The up-and-down cycles in defense and commercial sides were truly complementary between 2000 and 2004: Boeing Commercial revenue sank from $31 billion to $20 billion, while IDS sales took exactly the reverse trajectory and grew from $20 billion to $31 billion.
Many longtime Boeing employees in the Pacific Northwest still view negatively the 1997 merger with McDonnell Douglas that created the core of IDS, and wonder how the commercial unit has benefited.
But analyst Campbell sees the balancing of revenues as enough reason to call the combination a success.

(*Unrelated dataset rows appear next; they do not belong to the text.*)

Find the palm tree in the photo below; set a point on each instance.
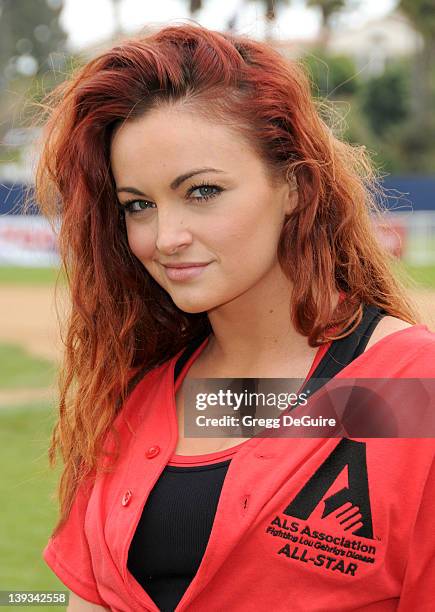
(421, 13)
(328, 8)
(271, 8)
(116, 6)
(194, 7)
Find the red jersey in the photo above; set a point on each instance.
(271, 545)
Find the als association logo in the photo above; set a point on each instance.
(343, 514)
(347, 453)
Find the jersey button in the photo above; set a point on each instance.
(127, 497)
(152, 451)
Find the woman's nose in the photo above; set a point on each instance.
(172, 233)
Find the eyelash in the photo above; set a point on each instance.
(126, 206)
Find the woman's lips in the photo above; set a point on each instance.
(184, 273)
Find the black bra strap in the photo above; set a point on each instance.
(342, 352)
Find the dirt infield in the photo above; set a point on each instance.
(28, 317)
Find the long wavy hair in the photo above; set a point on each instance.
(121, 321)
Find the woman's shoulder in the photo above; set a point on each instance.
(398, 348)
(389, 325)
(399, 332)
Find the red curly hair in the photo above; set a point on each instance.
(121, 319)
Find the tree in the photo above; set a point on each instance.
(29, 32)
(421, 13)
(271, 8)
(385, 100)
(328, 8)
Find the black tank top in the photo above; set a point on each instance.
(173, 531)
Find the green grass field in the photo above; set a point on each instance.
(27, 512)
(29, 276)
(424, 275)
(20, 370)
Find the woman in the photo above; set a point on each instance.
(213, 224)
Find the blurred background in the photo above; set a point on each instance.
(371, 59)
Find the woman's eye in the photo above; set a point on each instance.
(134, 206)
(206, 189)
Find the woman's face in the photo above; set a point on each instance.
(227, 218)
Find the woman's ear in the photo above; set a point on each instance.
(292, 196)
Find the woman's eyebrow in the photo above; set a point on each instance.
(175, 183)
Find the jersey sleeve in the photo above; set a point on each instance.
(68, 555)
(419, 582)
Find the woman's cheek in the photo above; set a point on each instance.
(141, 241)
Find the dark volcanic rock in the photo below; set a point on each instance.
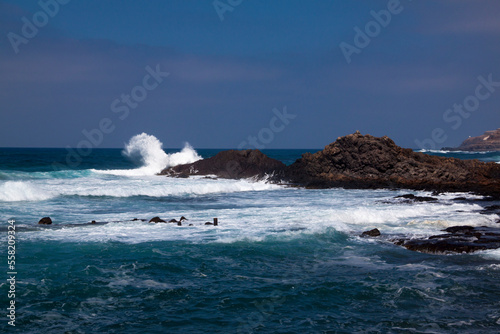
(458, 239)
(371, 233)
(357, 161)
(45, 221)
(230, 164)
(489, 141)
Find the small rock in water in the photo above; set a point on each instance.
(371, 233)
(45, 221)
(157, 220)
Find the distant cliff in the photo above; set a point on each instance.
(489, 141)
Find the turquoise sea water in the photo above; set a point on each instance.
(282, 260)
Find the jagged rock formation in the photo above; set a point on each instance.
(489, 141)
(458, 239)
(357, 161)
(230, 164)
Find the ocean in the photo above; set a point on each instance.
(281, 260)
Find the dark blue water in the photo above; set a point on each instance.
(282, 261)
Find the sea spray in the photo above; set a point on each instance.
(146, 150)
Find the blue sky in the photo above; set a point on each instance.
(226, 76)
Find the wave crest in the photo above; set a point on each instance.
(147, 151)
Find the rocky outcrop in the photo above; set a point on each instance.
(489, 141)
(231, 164)
(157, 220)
(458, 239)
(364, 161)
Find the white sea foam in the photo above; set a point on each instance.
(147, 151)
(281, 214)
(14, 191)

"They merged, and the defense business went through the roof," he said.
Boeing Chief Financial Officer James Bell, speaking at an IDS leadership meeting in California last month, talked up the importance of synergy between the defense and commercial units.
"It sets the stage for how we'll differentiate ourselves from our peers," he said.
Even after the tanker loss, IDS Vice President Raymond denies a divergence between the two divisions: "We're getting to be a closer company."
The defense unit taps into Boeing Commercial Airplanes' expertise in lean manufacturing, Raymond said. And it uses the global network of commercial contacts to help sell military hardware overseas.
Management talent also migrates easily between the commercial and defense units, Raymond said. The new head of the 787 Dreamliner program, Pat Shanahan, crossed from commercial to defense, then back.
Still, the benefits seem to flow more toward IDS than the commercial division.
Raymond conceded that big defense contract awards "have become few and far between," so a single competition can "alter your position significantly."
Having lost the fighters and the tankers, what's the next big hope for IDS? In January, Boeing announced it will team with Lockheed to compete for the right to build the next-generation U.S. bomber for service around 2018.
Even if Boeing wins, that aircraft won't be based on a commercial plane.
Dominic Gates: 206-464-2963 or dgates@seattletimes.com
WORLD WAR II
B-17: Boeing built nearly 7,000 of the Flying Fortress bombers crucial to winning World War II. Other companies built 5,700 more using Boeing's design. Above, workers at Seattle's Boeing Field celebrate the 5,000th B-17 on May 12, 1944.
THE COLD WAR
KC-135: Several hundred tankers built by Boeing starting in the Eisenhower administration are still refueling Air Force planes.
VIETNAM WAR
B-52: The Stratofortress, built in Seattle and Wichita, Kan., as a long-range nuclear bomber, first entered combat in Vietnam using conventional weapons.
THE PRESENT
Missile defense
Boeing leads work on U.S. defenses against long-range ballistic missiles and manages other complex technical projects, but its roster of military airplanes is shrinking. At left is an IFT-9 Interceptor, readied for launch.